Rule of thumb. Whenever a question asks "how many users had X items, Y times" or "show me a histogram of …", the answer is a layered CTE: aggregate once to get per-entity counts, then aggregate again to bucket the counts. The pattern composes cleanly with FILTER (WHERE …) for cohorts and with window functions for percentiles.


5. Advanced aggregates — GROUPING SETS, ROLLUP, CUBE, FILTER

One query, multiple grouping levels — collapse three reports into one with GROUPING SETS

The mental model in one line: GROUPING SETS lets you specify multiple group-by combinations in a single query; ROLLUP is the hierarchical-subtotals shortcut; CUBE is the all-combinations shortcut; FILTER (WHERE …) is the conditional-aggregate shortcut. All four extensions exist because writing three UNION ALL-joined GROUP BY queries is verbose, slow (three scans of the same table), and error-prone.

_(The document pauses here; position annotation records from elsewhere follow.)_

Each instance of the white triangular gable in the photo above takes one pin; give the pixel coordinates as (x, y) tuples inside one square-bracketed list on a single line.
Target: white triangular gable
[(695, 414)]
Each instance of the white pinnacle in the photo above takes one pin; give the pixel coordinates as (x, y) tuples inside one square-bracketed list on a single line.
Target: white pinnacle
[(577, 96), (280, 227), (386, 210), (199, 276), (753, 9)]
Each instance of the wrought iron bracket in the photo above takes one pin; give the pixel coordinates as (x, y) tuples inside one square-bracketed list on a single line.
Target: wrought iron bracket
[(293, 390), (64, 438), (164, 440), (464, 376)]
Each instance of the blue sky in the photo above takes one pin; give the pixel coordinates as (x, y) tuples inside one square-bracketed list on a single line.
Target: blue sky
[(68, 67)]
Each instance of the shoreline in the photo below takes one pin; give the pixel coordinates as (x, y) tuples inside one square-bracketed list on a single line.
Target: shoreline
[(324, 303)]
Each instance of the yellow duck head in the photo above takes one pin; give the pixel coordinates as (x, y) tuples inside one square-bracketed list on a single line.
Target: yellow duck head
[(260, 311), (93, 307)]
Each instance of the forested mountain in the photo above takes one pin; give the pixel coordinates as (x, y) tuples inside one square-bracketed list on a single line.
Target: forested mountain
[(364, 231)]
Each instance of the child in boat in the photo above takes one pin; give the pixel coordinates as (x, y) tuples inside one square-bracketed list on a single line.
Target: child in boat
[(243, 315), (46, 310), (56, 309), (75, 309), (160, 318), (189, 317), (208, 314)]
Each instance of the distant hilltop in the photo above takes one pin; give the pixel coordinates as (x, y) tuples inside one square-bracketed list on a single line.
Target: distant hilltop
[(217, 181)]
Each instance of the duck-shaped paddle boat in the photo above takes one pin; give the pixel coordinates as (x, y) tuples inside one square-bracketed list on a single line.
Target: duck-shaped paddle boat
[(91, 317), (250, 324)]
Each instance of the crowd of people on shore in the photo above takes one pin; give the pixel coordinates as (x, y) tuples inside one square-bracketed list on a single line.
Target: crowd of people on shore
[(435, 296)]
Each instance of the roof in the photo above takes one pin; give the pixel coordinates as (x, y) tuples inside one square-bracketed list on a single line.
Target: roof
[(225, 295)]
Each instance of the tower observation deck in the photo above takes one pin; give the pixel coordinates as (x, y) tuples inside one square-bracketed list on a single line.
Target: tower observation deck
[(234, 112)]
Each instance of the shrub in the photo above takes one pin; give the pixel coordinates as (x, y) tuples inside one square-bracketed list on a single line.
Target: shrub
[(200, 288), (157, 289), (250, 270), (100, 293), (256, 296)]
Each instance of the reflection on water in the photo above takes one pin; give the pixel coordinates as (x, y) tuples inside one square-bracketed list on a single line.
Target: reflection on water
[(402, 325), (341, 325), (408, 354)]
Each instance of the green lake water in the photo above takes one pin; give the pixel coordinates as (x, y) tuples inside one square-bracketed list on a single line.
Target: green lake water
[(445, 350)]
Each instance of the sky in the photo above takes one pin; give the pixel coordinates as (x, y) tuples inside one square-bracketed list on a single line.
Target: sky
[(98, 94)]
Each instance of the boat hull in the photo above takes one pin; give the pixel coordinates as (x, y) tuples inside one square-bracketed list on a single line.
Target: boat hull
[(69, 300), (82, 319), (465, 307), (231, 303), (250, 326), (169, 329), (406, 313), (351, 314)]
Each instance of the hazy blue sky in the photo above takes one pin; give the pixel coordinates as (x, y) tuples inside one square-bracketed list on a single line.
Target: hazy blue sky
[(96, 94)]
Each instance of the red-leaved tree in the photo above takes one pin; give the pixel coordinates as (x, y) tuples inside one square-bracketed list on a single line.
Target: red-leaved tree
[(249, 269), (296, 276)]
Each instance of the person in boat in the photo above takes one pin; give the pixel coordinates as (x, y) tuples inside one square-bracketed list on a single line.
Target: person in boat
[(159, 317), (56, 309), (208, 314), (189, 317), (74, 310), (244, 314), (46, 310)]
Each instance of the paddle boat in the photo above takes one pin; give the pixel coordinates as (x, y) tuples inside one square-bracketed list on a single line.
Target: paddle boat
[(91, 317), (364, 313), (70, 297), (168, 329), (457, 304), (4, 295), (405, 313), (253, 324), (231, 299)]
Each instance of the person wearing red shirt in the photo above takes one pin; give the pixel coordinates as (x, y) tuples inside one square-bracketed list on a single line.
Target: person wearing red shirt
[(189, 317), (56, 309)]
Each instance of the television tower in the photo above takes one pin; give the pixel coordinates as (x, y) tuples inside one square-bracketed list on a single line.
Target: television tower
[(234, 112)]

Visual diagram of advanced GROUP BY extensions — four cards (GROUPING SETS, ROLLUP, CUBE, FILTER) with a mini-table illustration of which group keys each generates; a small annotation about replacing SUM(CASE WHEN ...) with FILTER (WHERE ...); on a light PipeCode card.

The four extensions in one bullet each.

  • GROUPING SETS ((a, b), (a), ()) — explicit list of grouping combinations. Most flexible; verbose for many combinations.
  • ROLLUP(a, b, c) — hierarchical subtotals: (a,b,c) → (a,b) → (a) → (). Cleanest way to ship "month + quarter + year + grand total" in one query.
  • CUBE(a, b) — all combinations: (a,b) → (a) → (b) → (). 2^N grouping sets for N keys — explodes fast, use sparingly.
  • FILTER (WHERE cond) — conditional aggregate. Replaces SUM(CASE WHEN cond THEN x ELSE 0 END) with SUM(x) FILTER (WHERE cond). ANSI, supported in Postgres / Snowflake / SQL Server 2022+ / DuckDB / Spark SQL.

Dialect coverage matrix.

Feature Postgres Snowflake BigQuery MySQL ≤ 8 SQL Server
GROUPING SETS yes yes yes (via WITH ROLLUP workaround) no yes
ROLLUP yes yes yes WITH ROLLUP only yes
CUBE yes yes no no yes
FILTER (WHERE …) yes yes no no 2022+
GROUPING(col) yes yes yes no yes

The GROUPING(col) function.

  • Returns 1 if the column is "grouped out" (subtotal row), 0 if it contributes to the row's grouping. Essential when paired with ROLLUP or CUBE to label subtotal rows in the output ("All regions" instead of NULL).
  • Idiomatic use: CASE WHEN GROUPING(region) = 1 THEN 'All regions' ELSE region END AS region_label.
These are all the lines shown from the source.